Alya memandang kalung itu dengan mata berkaca-kaca. Ada sesuatu yang aneh tentang kalung tersebut—meskipun sangat sederhana, Alya merasa bahwa benda itu memiliki arti yang lebih dalam. "Ini milik orang tuaku?" tanyanya pelan, setengah tidak percaya.

Bu Ningsih mengangguk. "Kami tidak tahu pasti, tapi itu satu-satunya barang yang ada bersamamu ketika kamu ditemukan."

Arga, yang berdiri di samping Alya, memperhatikan kalung itu dengan cermat. Sebuah kalung dengan liontin berbentuk bintang bukanlah sesuatu yang langka, tapi entah mengapa, ada sesuatu tentang kalung itu yang menarik perhatiannya. "Alya," panggilnya pelan. "Boleh aku melihat kalung itu sebentar?"
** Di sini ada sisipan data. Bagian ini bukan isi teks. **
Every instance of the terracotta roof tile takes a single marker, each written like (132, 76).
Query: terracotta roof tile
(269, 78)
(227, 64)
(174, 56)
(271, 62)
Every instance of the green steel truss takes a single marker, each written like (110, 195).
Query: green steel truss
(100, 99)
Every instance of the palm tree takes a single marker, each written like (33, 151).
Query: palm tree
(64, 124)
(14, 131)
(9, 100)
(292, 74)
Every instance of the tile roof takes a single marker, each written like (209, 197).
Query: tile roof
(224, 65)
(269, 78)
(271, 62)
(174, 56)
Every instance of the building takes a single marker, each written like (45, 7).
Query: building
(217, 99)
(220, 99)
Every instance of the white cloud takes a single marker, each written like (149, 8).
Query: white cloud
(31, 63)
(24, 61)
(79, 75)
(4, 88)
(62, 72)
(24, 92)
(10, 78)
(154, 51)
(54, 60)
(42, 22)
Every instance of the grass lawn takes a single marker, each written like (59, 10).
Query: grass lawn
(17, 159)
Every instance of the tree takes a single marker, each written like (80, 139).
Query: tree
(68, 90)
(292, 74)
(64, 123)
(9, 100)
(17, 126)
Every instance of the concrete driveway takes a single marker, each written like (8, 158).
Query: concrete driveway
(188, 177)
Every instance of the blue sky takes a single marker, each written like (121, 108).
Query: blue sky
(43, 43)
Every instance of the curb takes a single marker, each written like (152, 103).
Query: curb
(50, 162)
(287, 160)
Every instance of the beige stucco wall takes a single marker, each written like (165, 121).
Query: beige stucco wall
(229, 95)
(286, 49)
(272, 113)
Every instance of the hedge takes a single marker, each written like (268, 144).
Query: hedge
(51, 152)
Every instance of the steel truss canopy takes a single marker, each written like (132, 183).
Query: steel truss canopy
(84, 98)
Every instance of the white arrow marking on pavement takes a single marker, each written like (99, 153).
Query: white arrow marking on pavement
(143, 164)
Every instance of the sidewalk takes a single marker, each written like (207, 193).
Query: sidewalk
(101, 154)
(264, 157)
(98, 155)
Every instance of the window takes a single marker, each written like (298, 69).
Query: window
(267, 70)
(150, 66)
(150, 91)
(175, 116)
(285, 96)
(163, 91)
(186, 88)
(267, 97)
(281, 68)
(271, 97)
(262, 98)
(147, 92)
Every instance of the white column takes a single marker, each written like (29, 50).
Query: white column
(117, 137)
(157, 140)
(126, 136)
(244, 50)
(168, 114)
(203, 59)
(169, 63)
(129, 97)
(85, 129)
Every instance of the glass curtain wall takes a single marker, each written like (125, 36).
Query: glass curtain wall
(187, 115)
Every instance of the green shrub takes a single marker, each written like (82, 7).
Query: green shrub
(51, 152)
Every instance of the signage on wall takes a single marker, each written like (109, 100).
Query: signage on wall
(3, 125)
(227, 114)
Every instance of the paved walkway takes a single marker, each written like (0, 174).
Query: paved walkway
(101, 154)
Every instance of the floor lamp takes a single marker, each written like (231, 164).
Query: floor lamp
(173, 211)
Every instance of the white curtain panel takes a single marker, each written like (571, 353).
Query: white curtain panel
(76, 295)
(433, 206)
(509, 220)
Alya menyerahkan kalung itu pada Arga tanpa ragu. Arga memeriksanya dengan teliti, mencoba mencari petunjuk lebih lanjut. Saat ia memegang liontin bintang itu, ia merasakan ada sesuatu yang aneh pada bagian belakangnya. Setelah memeriksanya lebih dekat, ia menyadari bahwa ada tulisan kecil yang terukir di sana—hampir tidak terlihat.

"Ini ada ukiran," kata Arga, menunjuk bagian belakang liontin. "Tapi tulisannya sangat kecil, hampir tidak terbaca."

Alya mendekat untuk melihat lebih jelas. "Apa isinya?"

Arga menyipitkan matanya, berusaha membaca ukiran itu. "Ini tampaknya sebuah inisial. Huruf 'A' dan 'R'."

Alya terdiam. Inisial? Apa artinya? Siapa yang memiliki inisial tersebut? Alya merasa semakin bingung, tapi juga semakin penasaran. Kalung ini mungkin merupakan petunjuk pertama yang ia miliki tentang asal-usulnya, namun itu hanya menambah lebih banyak pertanyaan. Siapa orang tuanya? Dan apa arti inisial 'A' dan 'R'?

Mereka saling berpandangan, merasa bahwa perjalanan pencarian Alya baru saja dimulai. Rahasia yang terkubur selama bertahun-tahun mulai terkuak, dan mereka tahu bahwa penyelidikan ini tidak akan mudah. Namun, di sisi lain, Alya tidak sendirian dalam perjalanannya. Bersama Arga, ia siap menghadapi segala rahasia yang akan terungkap.

Dan di sinilah mereka berada—di titik awal pencarian yang penuh misteri, menuju masa lalu yang tidak pernah mereka duga sebelumnya.